The impact is a kernel crash in the form of a BUG warning and slab corruption, which can lead to system instability or arbitrary code execution due to use-after-free of nfsd_file objects [1]. The issue is rated High with a CVSS v3 score of 7.8, indicating significant impact on confidentiality, integrity, and availability if exploited [1].

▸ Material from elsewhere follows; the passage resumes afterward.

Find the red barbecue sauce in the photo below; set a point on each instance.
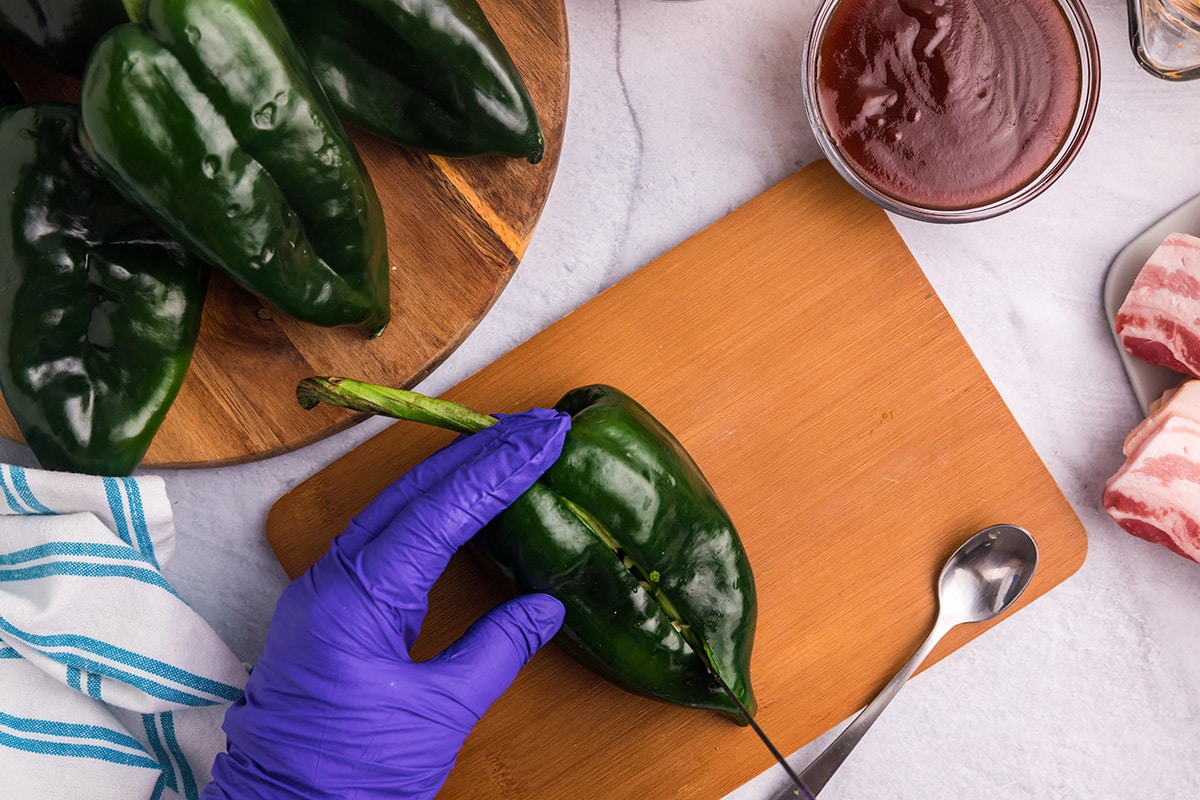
(948, 103)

The fix has been applied in the Linux kernel stable branches via commit add1df5eba163a3a6ece11cb85890e2e410baaea [2]. The patch changes the nfs4_state_shutdown_net function to call cancel_work_sync(&nn->nfsd_shrinker_work) instead of cancel_work, ensuring the shrinker work is fully completed before proceeding with resource destruction [1][2]. Users should update to a kernel version containing this commit to mitigate the vulnerability [1][2]. In environments where immediate patching is not possible, reducing NFS client activity prior to server shutdown may reduce the risk of triggering the race [1].

References
  1. SSA-265688
  2. Making sure you're not a bot!

AI Insight generated on May 20, 2026. Synthesized from this CVE's description and the cited reference URLs; citations are validated against the source bundle.

Affected products

73

Patches

0

No patches discovered yet.

Vulnerability mechanics

AI mechanics synthesis has not run for this CVE yet.

References

9

News mentions

0

No linked articles in our index yet.